Mainly set in 1920s Europe, Paula McLain's The Paris Wife tells the brilliant and turbulent tale of the relationship between Ernest Hemingway and his first wife, Hadley Richardson Hemingway. Hadley recounts her own story and it's an engrossing one of a great romance that stands the test of time only for one partner. While Hadley deals with the pain of eventual rejection with grace, Ernest keeps seeking novelty and eventually succumbs to the personal demons that had always haunted him.

Hadley opens by telling us that she 'finally had to admit that there could be no cure for Paris.' She explains the war as the reason 'we couldn't stop drinking or talking or kissing the wrong people no matter what it ruined.' She then takes us back to 1920 Chicago, where twenty-eight year old Hadley meets the younger Hemingway (a war hero) at a party. Seeking happiness after too much time dealing with her mother's illness and death in St.
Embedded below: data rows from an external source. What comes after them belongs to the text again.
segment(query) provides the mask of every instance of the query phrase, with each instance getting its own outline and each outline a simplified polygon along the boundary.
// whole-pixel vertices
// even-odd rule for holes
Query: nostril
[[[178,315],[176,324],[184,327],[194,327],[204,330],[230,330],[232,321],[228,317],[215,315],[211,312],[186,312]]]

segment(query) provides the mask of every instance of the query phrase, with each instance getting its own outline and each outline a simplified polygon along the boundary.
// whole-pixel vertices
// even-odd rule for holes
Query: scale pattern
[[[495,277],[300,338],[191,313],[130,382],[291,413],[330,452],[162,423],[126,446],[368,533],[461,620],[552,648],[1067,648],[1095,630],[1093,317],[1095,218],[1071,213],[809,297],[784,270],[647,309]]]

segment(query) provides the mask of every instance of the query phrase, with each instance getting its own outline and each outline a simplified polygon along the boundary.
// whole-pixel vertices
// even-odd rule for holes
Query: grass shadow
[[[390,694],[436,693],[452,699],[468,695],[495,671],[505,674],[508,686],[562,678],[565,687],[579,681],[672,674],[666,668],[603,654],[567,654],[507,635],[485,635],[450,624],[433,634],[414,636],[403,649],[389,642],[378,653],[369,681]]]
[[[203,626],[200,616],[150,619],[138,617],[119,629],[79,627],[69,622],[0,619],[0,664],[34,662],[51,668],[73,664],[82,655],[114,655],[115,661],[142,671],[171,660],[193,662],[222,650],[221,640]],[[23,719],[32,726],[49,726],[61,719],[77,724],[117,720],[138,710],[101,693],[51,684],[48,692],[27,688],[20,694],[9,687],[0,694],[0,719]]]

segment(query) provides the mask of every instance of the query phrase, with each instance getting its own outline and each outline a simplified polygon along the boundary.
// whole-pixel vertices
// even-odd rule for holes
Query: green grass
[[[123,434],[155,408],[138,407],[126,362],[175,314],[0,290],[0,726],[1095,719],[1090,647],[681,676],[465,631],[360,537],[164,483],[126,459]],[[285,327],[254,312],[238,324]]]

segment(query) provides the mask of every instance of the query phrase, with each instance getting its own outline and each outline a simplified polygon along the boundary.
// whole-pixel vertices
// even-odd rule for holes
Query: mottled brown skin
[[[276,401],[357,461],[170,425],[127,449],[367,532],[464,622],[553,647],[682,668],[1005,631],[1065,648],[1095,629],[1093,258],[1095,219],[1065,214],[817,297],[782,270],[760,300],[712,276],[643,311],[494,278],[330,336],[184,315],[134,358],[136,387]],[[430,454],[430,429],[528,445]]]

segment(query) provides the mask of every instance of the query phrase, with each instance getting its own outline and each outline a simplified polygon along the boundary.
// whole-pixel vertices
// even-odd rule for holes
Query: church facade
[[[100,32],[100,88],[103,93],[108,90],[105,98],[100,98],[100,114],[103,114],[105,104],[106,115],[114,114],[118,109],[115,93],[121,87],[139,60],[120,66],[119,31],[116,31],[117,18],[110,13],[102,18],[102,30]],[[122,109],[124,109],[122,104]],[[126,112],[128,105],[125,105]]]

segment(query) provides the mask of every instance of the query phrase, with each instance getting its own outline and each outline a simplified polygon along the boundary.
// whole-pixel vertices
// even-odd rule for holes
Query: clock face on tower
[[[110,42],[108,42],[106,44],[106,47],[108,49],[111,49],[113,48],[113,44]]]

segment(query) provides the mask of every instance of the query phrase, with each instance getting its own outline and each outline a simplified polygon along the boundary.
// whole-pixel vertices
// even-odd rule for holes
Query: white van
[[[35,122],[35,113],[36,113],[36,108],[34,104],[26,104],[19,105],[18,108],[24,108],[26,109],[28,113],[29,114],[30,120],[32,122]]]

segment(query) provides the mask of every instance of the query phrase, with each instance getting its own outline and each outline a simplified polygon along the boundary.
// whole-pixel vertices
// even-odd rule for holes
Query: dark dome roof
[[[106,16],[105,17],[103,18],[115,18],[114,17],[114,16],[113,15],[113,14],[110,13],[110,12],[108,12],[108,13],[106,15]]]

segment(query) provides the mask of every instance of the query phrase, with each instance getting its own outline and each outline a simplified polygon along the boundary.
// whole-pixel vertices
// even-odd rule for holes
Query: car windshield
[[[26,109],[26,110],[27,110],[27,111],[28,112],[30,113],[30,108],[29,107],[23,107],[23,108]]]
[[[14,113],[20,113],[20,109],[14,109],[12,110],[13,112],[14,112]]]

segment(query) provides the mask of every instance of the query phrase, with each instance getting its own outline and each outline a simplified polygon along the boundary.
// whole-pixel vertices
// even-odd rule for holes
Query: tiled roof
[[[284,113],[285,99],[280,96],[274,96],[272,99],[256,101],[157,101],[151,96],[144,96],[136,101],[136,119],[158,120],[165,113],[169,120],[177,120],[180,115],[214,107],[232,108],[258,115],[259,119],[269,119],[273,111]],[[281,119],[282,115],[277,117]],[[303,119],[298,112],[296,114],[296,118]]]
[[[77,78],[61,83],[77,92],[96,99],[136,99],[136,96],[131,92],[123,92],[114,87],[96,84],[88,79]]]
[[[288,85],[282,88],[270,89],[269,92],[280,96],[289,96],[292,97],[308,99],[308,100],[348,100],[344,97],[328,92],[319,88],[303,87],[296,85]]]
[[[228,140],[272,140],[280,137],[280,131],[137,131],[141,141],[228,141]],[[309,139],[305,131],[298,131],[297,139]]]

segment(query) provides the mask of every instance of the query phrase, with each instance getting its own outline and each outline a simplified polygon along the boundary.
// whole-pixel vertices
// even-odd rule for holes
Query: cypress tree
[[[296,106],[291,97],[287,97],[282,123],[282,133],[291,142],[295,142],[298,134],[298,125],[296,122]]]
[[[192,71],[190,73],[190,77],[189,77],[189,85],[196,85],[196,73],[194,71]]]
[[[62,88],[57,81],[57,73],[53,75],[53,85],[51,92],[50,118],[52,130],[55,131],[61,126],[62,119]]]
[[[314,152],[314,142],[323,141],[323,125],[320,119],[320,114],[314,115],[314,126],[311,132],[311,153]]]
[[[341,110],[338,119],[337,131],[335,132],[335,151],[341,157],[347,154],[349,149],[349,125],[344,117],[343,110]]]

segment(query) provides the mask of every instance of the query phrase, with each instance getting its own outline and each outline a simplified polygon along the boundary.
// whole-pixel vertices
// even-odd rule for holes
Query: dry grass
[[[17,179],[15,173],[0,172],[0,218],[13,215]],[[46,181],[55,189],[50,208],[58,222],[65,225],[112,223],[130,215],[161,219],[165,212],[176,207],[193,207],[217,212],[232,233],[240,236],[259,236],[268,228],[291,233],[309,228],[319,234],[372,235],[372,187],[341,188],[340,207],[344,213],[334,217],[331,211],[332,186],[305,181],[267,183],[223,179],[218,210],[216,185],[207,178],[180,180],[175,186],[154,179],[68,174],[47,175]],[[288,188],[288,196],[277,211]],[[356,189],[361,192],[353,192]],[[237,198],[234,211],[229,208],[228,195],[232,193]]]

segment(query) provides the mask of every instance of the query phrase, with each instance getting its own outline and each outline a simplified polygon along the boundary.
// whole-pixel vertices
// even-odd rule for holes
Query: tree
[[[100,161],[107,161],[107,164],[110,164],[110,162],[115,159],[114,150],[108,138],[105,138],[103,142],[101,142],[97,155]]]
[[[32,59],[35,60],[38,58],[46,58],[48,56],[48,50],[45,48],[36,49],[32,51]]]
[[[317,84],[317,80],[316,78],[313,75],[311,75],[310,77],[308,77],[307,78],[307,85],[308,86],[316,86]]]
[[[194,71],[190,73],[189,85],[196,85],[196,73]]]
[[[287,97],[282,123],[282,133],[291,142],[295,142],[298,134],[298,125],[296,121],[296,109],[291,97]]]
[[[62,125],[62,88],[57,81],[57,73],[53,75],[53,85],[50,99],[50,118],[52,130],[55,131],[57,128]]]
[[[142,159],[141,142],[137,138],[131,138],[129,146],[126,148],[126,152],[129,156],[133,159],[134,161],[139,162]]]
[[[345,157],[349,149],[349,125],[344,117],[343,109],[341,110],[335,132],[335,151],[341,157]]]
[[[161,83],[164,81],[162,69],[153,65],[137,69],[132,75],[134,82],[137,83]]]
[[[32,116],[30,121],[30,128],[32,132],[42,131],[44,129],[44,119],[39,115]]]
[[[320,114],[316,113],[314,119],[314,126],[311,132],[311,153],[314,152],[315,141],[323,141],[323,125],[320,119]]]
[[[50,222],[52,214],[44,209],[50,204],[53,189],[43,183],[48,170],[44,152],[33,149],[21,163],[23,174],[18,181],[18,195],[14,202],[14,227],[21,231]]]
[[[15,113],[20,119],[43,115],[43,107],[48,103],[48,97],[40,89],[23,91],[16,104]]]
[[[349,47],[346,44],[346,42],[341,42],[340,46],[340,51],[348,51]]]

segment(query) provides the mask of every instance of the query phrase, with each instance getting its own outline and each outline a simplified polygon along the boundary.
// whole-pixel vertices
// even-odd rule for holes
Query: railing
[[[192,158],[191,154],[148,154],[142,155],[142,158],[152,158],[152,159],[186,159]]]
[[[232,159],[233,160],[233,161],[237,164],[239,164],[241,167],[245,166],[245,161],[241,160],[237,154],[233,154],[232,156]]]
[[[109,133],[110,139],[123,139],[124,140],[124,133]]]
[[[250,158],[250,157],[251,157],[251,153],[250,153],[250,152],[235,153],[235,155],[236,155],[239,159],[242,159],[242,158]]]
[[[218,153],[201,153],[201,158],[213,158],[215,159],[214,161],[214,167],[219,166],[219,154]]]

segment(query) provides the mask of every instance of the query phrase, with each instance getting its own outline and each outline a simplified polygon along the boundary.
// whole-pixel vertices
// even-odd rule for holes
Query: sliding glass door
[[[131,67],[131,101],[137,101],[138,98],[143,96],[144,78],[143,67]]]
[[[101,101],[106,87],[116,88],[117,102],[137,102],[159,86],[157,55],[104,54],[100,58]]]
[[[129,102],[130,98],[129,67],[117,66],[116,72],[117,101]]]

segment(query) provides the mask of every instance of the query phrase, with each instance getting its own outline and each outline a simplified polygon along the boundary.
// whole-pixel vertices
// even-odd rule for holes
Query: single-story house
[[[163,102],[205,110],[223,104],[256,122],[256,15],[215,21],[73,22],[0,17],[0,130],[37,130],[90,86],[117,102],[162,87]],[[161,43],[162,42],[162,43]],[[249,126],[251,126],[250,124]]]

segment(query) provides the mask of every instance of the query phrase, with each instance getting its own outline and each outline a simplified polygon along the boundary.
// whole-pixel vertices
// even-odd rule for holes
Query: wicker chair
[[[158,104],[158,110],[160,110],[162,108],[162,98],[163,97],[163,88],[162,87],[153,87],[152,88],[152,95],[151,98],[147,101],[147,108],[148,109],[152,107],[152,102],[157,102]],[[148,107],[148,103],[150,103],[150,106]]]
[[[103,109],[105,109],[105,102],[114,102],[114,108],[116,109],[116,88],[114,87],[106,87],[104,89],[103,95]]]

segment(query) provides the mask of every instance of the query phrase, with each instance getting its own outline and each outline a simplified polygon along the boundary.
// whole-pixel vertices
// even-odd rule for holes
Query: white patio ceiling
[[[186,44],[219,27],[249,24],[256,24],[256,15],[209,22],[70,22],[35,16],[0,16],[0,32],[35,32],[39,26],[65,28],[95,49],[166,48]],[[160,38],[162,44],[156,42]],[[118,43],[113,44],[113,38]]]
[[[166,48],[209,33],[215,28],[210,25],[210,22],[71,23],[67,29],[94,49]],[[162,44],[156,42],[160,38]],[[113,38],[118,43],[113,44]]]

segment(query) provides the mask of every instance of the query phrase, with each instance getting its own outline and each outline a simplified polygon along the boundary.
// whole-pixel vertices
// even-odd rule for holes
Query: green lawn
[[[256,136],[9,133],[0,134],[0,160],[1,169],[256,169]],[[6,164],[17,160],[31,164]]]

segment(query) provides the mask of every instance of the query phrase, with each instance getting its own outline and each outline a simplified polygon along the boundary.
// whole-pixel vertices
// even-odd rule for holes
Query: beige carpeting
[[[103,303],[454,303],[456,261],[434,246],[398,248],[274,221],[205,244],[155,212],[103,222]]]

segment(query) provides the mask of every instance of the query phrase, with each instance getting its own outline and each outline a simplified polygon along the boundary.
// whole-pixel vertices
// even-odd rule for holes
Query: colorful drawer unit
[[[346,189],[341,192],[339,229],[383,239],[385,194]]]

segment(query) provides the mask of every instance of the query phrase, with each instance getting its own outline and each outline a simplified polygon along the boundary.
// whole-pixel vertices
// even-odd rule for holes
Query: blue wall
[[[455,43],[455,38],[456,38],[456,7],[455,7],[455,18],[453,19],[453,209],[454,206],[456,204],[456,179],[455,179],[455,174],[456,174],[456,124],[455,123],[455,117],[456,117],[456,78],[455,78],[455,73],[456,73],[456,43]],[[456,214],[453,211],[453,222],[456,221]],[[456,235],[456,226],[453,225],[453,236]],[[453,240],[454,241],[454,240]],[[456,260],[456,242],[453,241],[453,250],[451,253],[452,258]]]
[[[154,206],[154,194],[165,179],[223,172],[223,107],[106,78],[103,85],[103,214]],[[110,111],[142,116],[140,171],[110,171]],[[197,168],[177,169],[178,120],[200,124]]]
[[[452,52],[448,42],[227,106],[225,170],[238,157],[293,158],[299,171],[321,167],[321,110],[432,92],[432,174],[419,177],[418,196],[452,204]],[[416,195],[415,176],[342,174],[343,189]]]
Louis, Hadley is instantly attracted to Ernest's 'intensity and aliveness', despite her friend Kate's warnings.

They share painful pasts - Ernest still has nightmares of his wartime experience, while Hadley's father committed suicide and a beloved sister died after being badly burned in a fire - and controlling mothers. Ernest feels still a child to his family. But he likes Hadley's directness and honesty. She encourages his writing. They marry in 1921 and head to Paris later that year, after Hadley receives a small inheritance from an uncle. In Paris, they meet other writers and a strong friendship grows between Ernest and Gertrude Stein. They meet Ezra Pound, James Joyce, and F. Scott Fitzgerald, among many others.

Then, as Hadley journeys to meet Ernest in Switzerland, a valise containing his life work to date is stolen from her - Ernest is devastated and their relationship marred. Hadley's pregnancy (wanted by her and not by him) and the birth of their son John (nicknamed 'Bumby') stresses it further. While all this develops, we share the couple's trips to Spain with friends, Ernest's passion for bullfighting, and the relationships that shift and change around them. Finally Ernest begins to stray too - but when he seems to want to maintain a threesome (wife and mistress living together) Hadley has had enough.

Always direct and honest (with herself as much as others) Hadley credits Ernest for changing her - 'He helped me see what I really was and what I could do.' Though she moves on in her life, she is still concerned for the man she considers 'fine and strong and weak and cruel.' The Paris Wife is a remarkable book, portraying an unstable era, a complex and talented man - and the remarkable woman he married. Don't miss this one.